Pass Laboratories XP-22 LINE PREAMPLIFIER

For those who listen with their ears and not their brain, perfectionist hi-fi offers many surprises.

A friend called me up a few weeks ago and asked if the DAC we both own had received an automatic firmware update he hadn’t heard about; something had changed, it wasn’t good, and he couldn’t figure out what it was. His system’s sound was suddenly pale and unfocused.

There had been no firmware update.

The next morning, he called me again. He’d remembered that, earlier the day before, he’d swapped out a meter or so of the standard Ethernet cable connecting his network switch to his DAC with an expensive, audiophile one.

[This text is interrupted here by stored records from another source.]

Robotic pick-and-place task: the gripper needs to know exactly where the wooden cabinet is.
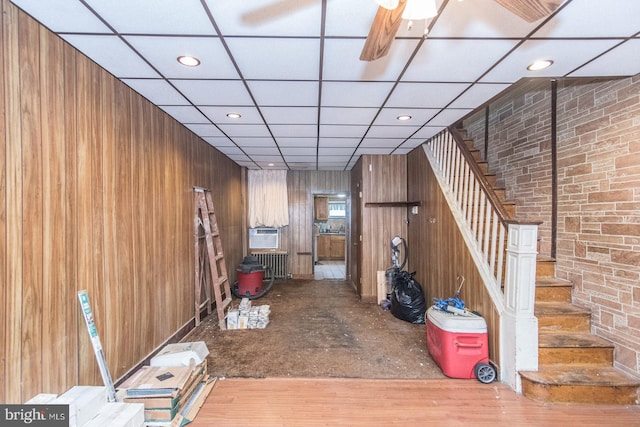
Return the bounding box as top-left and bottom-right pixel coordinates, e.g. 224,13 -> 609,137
313,196 -> 329,221
330,236 -> 346,260
317,234 -> 346,260
350,155 -> 408,303
317,234 -> 331,260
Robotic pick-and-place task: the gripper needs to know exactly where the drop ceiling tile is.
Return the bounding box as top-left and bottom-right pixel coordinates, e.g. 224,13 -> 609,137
402,38 -> 517,82
160,105 -> 210,123
322,82 -> 393,107
569,39 -> 640,77
398,139 -> 430,150
218,123 -> 271,138
391,147 -> 413,155
481,39 -> 618,83
318,146 -> 355,157
358,138 -> 405,149
200,106 -> 264,124
260,107 -> 318,125
533,0 -> 640,38
428,108 -> 473,127
11,0 -> 113,34
386,83 -> 469,108
233,137 -> 273,147
276,137 -> 318,148
280,147 -> 316,156
411,126 -> 446,142
206,0 -> 322,37
269,125 -> 318,138
251,154 -> 282,163
247,81 -> 318,107
218,146 -> 247,156
428,0 -> 540,38
283,153 -> 316,163
318,155 -> 351,166
86,0 -> 215,35
125,36 -> 239,80
322,39 -> 418,81
122,79 -> 189,105
225,37 -> 320,80
202,136 -> 236,148
367,125 -> 420,138
242,145 -> 280,157
61,34 -> 160,78
355,147 -> 393,156
320,125 -> 368,138
449,83 -> 509,108
325,0 -> 378,37
318,137 -> 361,148
185,123 -> 224,138
373,108 -> 440,126
171,80 -> 253,106
320,107 -> 378,125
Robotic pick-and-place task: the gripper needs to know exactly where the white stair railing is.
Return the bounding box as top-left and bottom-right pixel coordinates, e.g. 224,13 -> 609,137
423,129 -> 538,392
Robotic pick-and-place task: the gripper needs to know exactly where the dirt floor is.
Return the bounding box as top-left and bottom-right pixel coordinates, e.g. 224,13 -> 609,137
183,280 -> 444,379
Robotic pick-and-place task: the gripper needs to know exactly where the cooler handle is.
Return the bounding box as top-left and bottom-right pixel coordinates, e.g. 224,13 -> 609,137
455,341 -> 482,348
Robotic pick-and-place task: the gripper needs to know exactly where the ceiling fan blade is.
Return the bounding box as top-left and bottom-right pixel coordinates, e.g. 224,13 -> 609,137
360,0 -> 407,61
495,0 -> 564,22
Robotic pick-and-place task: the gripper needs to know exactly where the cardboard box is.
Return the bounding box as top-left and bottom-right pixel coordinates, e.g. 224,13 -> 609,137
149,341 -> 209,366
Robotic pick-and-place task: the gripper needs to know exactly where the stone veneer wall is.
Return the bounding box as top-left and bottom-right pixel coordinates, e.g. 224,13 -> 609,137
464,76 -> 640,376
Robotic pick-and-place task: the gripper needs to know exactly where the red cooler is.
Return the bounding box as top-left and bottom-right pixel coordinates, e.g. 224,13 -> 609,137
426,306 -> 495,382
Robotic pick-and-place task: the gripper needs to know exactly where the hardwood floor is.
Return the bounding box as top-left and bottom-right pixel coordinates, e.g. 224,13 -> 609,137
191,378 -> 640,427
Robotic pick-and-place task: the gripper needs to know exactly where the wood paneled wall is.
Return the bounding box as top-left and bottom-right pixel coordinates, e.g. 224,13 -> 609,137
281,171 -> 350,278
407,147 -> 500,362
351,155 -> 407,303
0,0 -> 244,403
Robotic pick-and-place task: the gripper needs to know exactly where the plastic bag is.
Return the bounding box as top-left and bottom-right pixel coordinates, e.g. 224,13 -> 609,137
391,271 -> 427,324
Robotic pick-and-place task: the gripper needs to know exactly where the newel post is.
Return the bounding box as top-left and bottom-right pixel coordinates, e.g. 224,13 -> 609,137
501,223 -> 538,393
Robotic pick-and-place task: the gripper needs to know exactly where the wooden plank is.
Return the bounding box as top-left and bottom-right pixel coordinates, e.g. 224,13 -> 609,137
114,85 -> 134,372
62,38 -> 82,390
96,75 -> 119,378
16,13 -> 43,400
40,23 -> 68,390
76,52 -> 100,384
89,61 -> 106,384
190,378 -> 640,427
0,0 -> 244,403
0,2 -> 10,402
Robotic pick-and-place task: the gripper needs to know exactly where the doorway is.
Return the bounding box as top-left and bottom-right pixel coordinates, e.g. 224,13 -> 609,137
312,193 -> 349,280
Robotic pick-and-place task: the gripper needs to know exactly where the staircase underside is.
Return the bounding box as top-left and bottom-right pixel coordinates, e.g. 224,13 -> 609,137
462,131 -> 640,405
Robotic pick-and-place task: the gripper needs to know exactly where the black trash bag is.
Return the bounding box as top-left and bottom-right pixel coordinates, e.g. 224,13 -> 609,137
391,271 -> 427,324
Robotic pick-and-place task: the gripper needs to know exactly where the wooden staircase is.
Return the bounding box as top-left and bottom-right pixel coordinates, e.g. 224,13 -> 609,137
520,257 -> 640,405
465,135 -> 640,405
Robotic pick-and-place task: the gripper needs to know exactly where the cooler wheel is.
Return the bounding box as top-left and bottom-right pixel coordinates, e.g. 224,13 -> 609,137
474,362 -> 496,384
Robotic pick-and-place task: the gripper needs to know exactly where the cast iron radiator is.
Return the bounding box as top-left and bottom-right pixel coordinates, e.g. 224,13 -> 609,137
251,252 -> 288,279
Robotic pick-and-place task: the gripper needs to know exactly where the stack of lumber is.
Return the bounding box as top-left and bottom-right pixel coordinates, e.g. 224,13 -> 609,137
25,385 -> 144,427
118,342 -> 215,426
119,360 -> 207,422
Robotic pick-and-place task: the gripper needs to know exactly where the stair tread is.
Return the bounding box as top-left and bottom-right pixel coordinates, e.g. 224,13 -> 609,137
538,333 -> 613,348
534,302 -> 591,316
520,366 -> 640,387
536,277 -> 573,287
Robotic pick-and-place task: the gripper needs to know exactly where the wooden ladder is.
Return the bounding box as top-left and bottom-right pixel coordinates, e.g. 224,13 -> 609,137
193,187 -> 232,329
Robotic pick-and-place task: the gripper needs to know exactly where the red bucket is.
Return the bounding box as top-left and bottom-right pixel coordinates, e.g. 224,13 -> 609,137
237,269 -> 264,297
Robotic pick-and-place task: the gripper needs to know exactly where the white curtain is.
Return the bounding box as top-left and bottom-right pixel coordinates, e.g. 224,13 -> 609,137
249,170 -> 289,228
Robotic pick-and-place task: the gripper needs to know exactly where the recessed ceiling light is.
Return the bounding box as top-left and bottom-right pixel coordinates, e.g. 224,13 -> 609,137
527,59 -> 553,71
178,55 -> 200,67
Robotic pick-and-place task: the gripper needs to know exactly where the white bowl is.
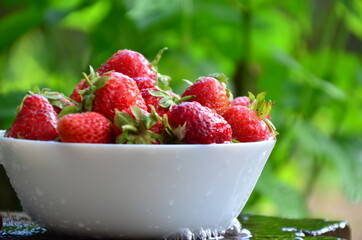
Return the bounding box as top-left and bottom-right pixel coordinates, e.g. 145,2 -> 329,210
0,131 -> 275,238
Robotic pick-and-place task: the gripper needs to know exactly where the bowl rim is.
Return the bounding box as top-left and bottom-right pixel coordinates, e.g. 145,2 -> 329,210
0,129 -> 277,148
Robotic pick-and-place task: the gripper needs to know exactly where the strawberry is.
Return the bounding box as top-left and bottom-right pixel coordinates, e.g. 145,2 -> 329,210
70,79 -> 89,103
141,88 -> 180,116
6,94 -> 58,141
223,93 -> 277,142
57,112 -> 112,143
164,102 -> 232,144
113,106 -> 163,144
231,96 -> 250,107
133,77 -> 156,90
83,70 -> 147,121
181,74 -> 231,115
97,49 -> 157,80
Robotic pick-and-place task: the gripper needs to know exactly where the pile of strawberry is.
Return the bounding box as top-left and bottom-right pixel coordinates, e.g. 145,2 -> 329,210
5,49 -> 277,144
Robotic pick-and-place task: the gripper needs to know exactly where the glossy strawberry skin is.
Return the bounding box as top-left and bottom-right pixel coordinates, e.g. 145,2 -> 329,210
6,94 -> 58,141
57,112 -> 112,143
70,79 -> 89,103
92,72 -> 147,121
97,49 -> 157,79
141,88 -> 180,116
181,77 -> 230,115
53,97 -> 75,114
167,102 -> 232,144
133,77 -> 156,90
231,96 -> 250,107
223,105 -> 275,142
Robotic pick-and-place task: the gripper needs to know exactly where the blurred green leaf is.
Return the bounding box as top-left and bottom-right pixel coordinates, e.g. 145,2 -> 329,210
0,8 -> 44,52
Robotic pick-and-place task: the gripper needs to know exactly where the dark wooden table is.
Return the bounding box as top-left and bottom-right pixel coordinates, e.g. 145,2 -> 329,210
0,212 -> 351,240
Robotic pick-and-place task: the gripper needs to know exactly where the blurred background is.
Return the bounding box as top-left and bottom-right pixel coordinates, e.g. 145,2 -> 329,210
0,0 -> 362,239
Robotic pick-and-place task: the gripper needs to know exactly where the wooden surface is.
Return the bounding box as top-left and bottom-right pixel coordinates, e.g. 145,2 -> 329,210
0,212 -> 351,240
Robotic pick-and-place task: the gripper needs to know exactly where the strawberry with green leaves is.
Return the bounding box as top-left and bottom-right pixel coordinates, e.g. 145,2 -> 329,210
223,92 -> 277,142
70,79 -> 89,103
141,88 -> 185,116
181,73 -> 232,114
57,112 -> 112,143
113,106 -> 163,144
82,70 -> 147,122
36,88 -> 76,114
5,94 -> 58,141
163,102 -> 232,144
97,49 -> 157,81
231,96 -> 250,107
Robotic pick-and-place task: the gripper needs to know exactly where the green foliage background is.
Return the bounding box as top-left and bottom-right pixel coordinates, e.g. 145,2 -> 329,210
0,0 -> 362,217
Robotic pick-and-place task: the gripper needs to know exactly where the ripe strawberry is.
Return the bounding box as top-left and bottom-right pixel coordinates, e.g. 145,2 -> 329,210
84,69 -> 147,121
141,88 -> 180,116
181,74 -> 231,115
133,77 -> 156,90
57,112 -> 112,143
113,106 -> 163,144
97,49 -> 157,80
164,102 -> 232,144
223,93 -> 277,142
231,96 -> 250,107
39,88 -> 75,114
6,94 -> 58,141
70,79 -> 89,103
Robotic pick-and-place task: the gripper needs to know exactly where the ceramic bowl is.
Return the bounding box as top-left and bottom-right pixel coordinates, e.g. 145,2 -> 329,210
0,131 -> 275,238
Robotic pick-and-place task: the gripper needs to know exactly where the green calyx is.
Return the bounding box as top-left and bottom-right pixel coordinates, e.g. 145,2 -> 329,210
149,87 -> 195,108
249,92 -> 279,136
114,106 -> 163,144
150,47 -> 168,69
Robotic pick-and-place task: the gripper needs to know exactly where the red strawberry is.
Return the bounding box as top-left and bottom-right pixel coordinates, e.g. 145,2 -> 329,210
84,72 -> 147,121
6,94 -> 58,141
164,102 -> 232,144
97,49 -> 157,80
113,106 -> 163,144
133,77 -> 156,90
70,79 -> 89,103
231,96 -> 250,107
181,74 -> 230,115
141,88 -> 180,116
39,88 -> 75,114
223,93 -> 277,142
57,112 -> 112,143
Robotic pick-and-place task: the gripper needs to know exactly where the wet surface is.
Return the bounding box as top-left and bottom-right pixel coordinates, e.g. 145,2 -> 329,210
0,213 -> 351,240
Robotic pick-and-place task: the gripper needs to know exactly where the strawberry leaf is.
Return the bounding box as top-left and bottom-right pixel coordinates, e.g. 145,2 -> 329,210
150,47 -> 168,69
156,73 -> 171,91
58,105 -> 80,118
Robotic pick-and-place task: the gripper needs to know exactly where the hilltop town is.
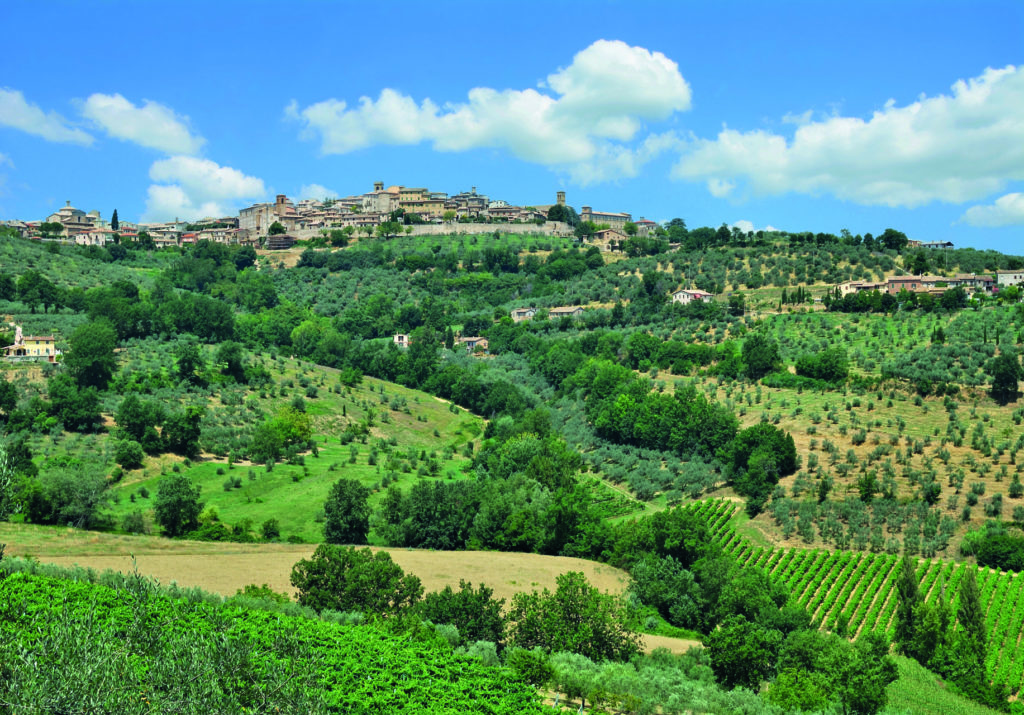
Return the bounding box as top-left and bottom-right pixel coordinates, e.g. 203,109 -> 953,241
0,181 -> 658,249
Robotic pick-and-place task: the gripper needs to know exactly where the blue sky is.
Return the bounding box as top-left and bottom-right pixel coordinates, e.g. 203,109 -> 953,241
0,0 -> 1024,254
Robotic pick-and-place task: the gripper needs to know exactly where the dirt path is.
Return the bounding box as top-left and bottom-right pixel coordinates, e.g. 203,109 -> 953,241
39,542 -> 700,654
40,544 -> 629,600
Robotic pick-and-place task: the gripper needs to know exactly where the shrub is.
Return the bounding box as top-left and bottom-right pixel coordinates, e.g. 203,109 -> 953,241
114,439 -> 145,469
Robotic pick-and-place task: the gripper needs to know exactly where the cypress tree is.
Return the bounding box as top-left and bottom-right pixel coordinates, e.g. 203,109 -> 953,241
956,569 -> 986,672
894,556 -> 922,655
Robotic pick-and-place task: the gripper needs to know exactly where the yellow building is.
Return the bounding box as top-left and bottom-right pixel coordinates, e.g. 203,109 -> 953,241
3,326 -> 57,363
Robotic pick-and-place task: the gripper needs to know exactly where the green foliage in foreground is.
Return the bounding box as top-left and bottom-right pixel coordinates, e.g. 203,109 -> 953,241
0,574 -> 542,715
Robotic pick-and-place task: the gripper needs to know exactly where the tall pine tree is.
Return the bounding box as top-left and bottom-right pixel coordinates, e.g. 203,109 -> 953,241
956,569 -> 987,673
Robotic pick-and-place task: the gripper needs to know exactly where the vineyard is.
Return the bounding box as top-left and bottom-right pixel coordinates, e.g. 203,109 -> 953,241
693,500 -> 1024,692
0,574 -> 542,715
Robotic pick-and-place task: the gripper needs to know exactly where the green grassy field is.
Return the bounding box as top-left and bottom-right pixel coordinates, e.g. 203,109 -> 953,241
9,346 -> 484,543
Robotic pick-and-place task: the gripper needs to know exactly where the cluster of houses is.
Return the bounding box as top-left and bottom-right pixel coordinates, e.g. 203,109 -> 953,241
3,181 -> 656,249
838,270 -> 1024,297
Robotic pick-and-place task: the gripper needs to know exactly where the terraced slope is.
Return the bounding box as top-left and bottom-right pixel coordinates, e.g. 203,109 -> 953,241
692,500 -> 1024,692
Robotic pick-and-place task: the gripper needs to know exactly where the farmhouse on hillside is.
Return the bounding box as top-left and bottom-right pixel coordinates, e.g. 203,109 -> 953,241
672,288 -> 715,305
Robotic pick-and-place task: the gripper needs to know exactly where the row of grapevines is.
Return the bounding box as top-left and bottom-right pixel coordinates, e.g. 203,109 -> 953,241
818,554 -> 874,630
807,551 -> 859,618
837,554 -> 886,628
850,555 -> 897,633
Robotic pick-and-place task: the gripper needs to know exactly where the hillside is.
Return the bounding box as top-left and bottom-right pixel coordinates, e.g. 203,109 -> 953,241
0,231 -> 1024,702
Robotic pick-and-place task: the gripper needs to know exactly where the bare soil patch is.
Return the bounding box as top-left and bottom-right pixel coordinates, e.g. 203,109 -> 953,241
28,542 -> 629,600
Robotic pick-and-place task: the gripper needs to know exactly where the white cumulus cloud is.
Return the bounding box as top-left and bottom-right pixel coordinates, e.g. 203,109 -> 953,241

This is not a review of an Ethernet cable or my friend’s ears or the science of subtle cognitive bias. It’s a review of Pass Laboratories’ XP-22 solid-state preamplifier ($9500). The relevance of this cable story—to which I’ll return in a moment—is this: Lately, I’ve reviewed a lot of preamplifiers, and I’ve often found them to improve the sound of the system I’ve heard them in. Other reviewers have found the same thing. From a scientific perspective, this doesn’t make sense. Adding a preamplifier—yet another active component, hence more noise and distortion—should not improve the sound of an audio system, but degrade it. Any improvement seems almost as unlikely as a network cable dramatically altering a system’s sound.

By the time my friend figured out what was going on—or what he thinks was going on—his system was sounding “glorious,” he said: better than ever. If his ears and brain are to be trusted, not only did that network cable dramatically change his system’s sound, it also “broke in” over those first few hours of use.

The scientist in me finds this for a big change. But that’s what he heard. I know—crazy, right?